Where can I find the sound of the Shofar blasts in long-play - without any other instrument - one hour or more on the net, in any format? Been looking and all I can find is short blasts.
posted by watercarrier to Media & Arts (7 answers total) 1 user marked this as a favorite
 
Just to clarify: Are you looking for 1+ hour shofar blasts? You might piece that together by editing "shorter" blasts, but the Shofar is powered by human breath, and that's just not going to happen for an hour without pausing to breathe, even if there was a reason to do it.
posted by Tomorrowful at 6:49 AM on July 29, 2014


Not sure what you're asking for - do you mean the full shofar service (which is nowhere near an hour long, and consists mostly of short blasts by its nature)? Or someone playing a sustained musical piece for that length of time using a shofar as an instrument? I'm not sure the latter exists; it isn't a part of Jewish liturgy.
posted by Mchelly at 6:50 AM on July 29, 2014


Response by poster: I just want shofar BLASTING - over and over - whatever service - could be from High Holidays - or could be just someone blasting it for blasting sake. I know it was once used for purification purposes.
posted by watercarrier at 6:53 AM on July 29, 2014


Response by poster: And if there is something pieced together - that would be cool as well. As long as it was just the Shofar and nothing added.
posted by watercarrier at 6:54 AM on July 29, 2014


Best answer: I would guess that unless someone has done a super-cut, you'll have a hard time. Sounding the shofar is part of a prayer, for the most part.

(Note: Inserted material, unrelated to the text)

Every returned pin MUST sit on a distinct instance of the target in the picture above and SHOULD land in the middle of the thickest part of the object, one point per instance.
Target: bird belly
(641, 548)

There is a Folkways LP that is called Call of the Shofar. You can buy single tracks on the Folkways website. I can't remember off the top of my head which ones have no talking.
posted by OmieWise at 7:06 AM on July 29, 2014 [1 favorite]


Best answer: Here's a pretty clean set (no voices, good intonation). Starts out with the traditional blasts, then goes to variations I don't recognize (could be sephardic, but the source is Christian/messianic so could also just be made up / based in non-Jewish tradition altogether), ending with a crazy long tekiyah gedolah (long blast). You could loop this fairly easily.
posted by Mchelly at 7:48 AM on July 29, 2014 [1 favorite]


Response by poster: Thank you everyone who replied. Much obliged!